Czytaj więcej:
IPN ujawnił 18 lutego, że w domu wdowy po gen. Czesławie Kiszczaku znaleziono dokumenty wskazujące na współpracę Lecha Wałęsy z SB w latach 1970-1976. Wśród znalezionych dokumentów jest m.in. deklaracja współpracy podpisana własnoręcznie przez Wałęsę. IPN twierdzi, że dokumenty są autentyczne, choć jak dodał prezes IPN Łukasz Kamiński, podpisu nie zweryfikował jeszcze grafolog.
- Osobiście uważam, że to nic nie wniesie już do tego, co już wiemy o moim ojcu i to, co udało mu się dokonać, szczególnie będąc liderem "Solidarności" - podkreślił Jarosław Wałęsa. Europoseł PO dodał, że obecnie obawia się o zdrowie ojca. - Zrobię wszystko, żeby bronić go - podkreślił.
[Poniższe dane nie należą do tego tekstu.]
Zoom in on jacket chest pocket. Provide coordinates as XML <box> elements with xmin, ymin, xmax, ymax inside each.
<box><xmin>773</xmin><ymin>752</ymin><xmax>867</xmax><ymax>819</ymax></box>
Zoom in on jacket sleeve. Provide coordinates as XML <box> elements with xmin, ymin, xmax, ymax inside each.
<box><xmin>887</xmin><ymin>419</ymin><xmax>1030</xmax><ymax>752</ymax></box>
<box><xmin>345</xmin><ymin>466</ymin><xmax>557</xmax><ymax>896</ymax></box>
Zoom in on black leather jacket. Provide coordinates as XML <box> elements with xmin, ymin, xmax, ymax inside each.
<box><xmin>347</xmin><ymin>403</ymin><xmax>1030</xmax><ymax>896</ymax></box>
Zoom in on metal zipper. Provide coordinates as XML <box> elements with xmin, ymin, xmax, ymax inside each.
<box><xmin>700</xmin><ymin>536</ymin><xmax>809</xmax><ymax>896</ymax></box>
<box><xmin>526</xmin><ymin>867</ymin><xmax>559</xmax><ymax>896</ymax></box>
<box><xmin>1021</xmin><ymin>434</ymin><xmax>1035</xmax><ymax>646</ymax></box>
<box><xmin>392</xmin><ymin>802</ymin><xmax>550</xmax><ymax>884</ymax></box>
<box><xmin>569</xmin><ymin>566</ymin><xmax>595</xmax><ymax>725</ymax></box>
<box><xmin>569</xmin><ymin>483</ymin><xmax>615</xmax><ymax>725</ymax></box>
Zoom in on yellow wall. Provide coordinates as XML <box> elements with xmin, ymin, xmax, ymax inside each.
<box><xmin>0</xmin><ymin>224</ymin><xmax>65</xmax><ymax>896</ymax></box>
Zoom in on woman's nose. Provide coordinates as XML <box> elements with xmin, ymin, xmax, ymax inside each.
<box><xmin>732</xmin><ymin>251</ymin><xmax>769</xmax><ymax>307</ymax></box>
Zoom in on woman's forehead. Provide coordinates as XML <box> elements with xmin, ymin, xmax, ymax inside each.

Jarosław Wałęsa stwierdził również, że nie widzi powodu, aby jego ojciec przepraszał za dokument, który podpisał w 1970 roku tylko po to, aby "wyjść na zewnątrz, żeby być znowu ze swoją rodziną, żeby ochronić swoje życie i zdrowie". - W tej chwili przypisuje się mojemu ojcu coś więcej, tak że on zrobił gorsze rzeczy, niż tylko podpisał jeden świstek papieru, żeby wyjść na wolność w grudniu 1970 r. W tej chwili przypisuje mu się to, że brał pieniądze, że donosił na swoich kolegów i tutaj trzeba powiedzieć kategorycznie: nie. Dokumenty, które zostały znalezione w szafie Kiszczaka nie mają żadnej wiarygodności. Dlaczego? Dlatego, że to są dokumenty człowieka, który zawodowo, profesjonalnie podrabiał dokumenty mojego ojca - przekonywał Jarosław Wałęsa.
Europoseł PO zarzucił też prezesowi IPN Łukaszowi Kamińskiemu, że ten "mąci w głowach Polaków i staje się narzędziem politycznym", bo informuje o podpisanym przez Lecha Wałęsę zobowiązaniu do współpracy z SB, choć "nie jest w stanie w tej chwili powiedzieć, czy to jest dokument prawdziwy, czy nieprawdziwy". - Oskarżam szefa IPN o nierzetelność - dodał.